I feel like this could be done in constant time by quantizing P and doing linear interpolation between the quanta. For example with 100 levels you could generate a uniformly random floating point value, multiply by 100, cast it to an integer, and use that as an index into a map to look up the probability. Then, LERP it with the next index and you have a decent approximation of P that can be sampled in constant time.
That's actually a pretty interesting thought––but what map would you be indexing into? I'm not sure if I'm fully following the method, but if you're just indexing directly into an ordered list of the 100 levels, I think you'd be losing the meaning of the underlying probabilities behind the levels.
That is, suppose you had 100 levels corresponding to x_i = i, i = 0, 1, ..., 99, all with probability mass .0001, so that their total probability mass is .01. Then, have a 101st level with probability mass .99. The approach given in lecture will select the 101st level about 99% of the time, but if the approach you're suggesting just indexes into a map of the levels, wouldn't that just uniformly select the levels regardless of their underlying probability mass?
I think I might be misunderstanding the map you're referring to: I haven't heard of this approach before, so would be cool to see if it actually works approximately as well.

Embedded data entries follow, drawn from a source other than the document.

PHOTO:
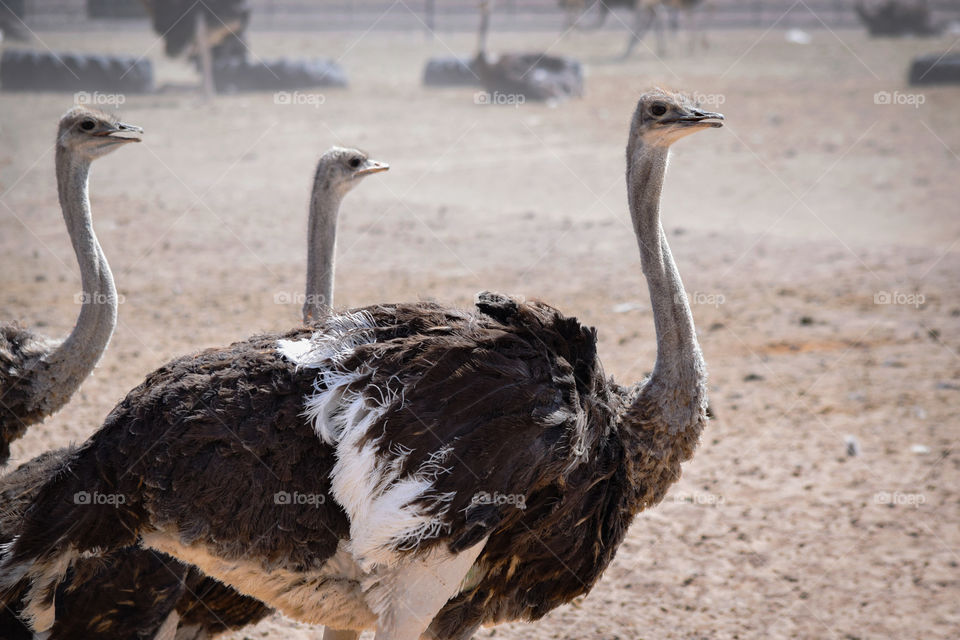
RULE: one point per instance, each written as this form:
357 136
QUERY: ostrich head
93 133
662 118
341 169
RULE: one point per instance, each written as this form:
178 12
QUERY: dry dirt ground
788 225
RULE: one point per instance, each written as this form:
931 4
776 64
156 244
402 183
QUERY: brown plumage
152 585
406 424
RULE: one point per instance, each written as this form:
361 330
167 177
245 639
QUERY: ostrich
37 374
535 76
168 594
646 14
411 468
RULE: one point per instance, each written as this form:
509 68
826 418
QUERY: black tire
450 72
237 75
46 71
935 68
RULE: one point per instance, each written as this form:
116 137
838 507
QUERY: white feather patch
384 508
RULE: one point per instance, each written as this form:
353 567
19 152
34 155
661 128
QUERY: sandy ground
788 225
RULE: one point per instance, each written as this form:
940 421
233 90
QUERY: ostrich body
38 375
375 447
159 593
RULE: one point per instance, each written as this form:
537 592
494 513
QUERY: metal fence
461 15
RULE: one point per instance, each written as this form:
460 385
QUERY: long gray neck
679 376
321 250
76 357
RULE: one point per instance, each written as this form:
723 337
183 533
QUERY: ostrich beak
699 118
372 166
123 132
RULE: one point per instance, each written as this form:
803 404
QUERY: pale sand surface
785 225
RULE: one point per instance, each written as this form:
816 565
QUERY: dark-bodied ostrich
136 592
401 466
38 375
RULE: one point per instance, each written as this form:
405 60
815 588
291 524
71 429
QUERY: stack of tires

In any case, this approach of using a uniform distribution to sample to other distributions is super commonly used, and also generalizes very elegantly to the continuous distribution case (i.e. by inverting the normal CDF). Because it's used so often, I've gotten curious about exactly how that underlying uniform distribution is sampled, since it often seems like it's just said to "assume that you have a (0, 1)-uniform random variable." I think this note delves pretty rigorously into the interesting math behind it: https://statweb.stanford.edu/~owen/mc/Ch-unifrng.pdf.
The concept here seems to be applied in many different places, as this kind of probability theory is covered in machine learning classes such as CS 188 and CS 189, and I never thought I would see it applied in computer graphics. Sampling was used in 188 to estimate probabilities in relation to Bayes Nets by sampling in the similar fashion here. This also seems like maximum likelihood estimator in a way, as MLE is used to estimate the distribution from samples, while here we are getting samples from a distribution.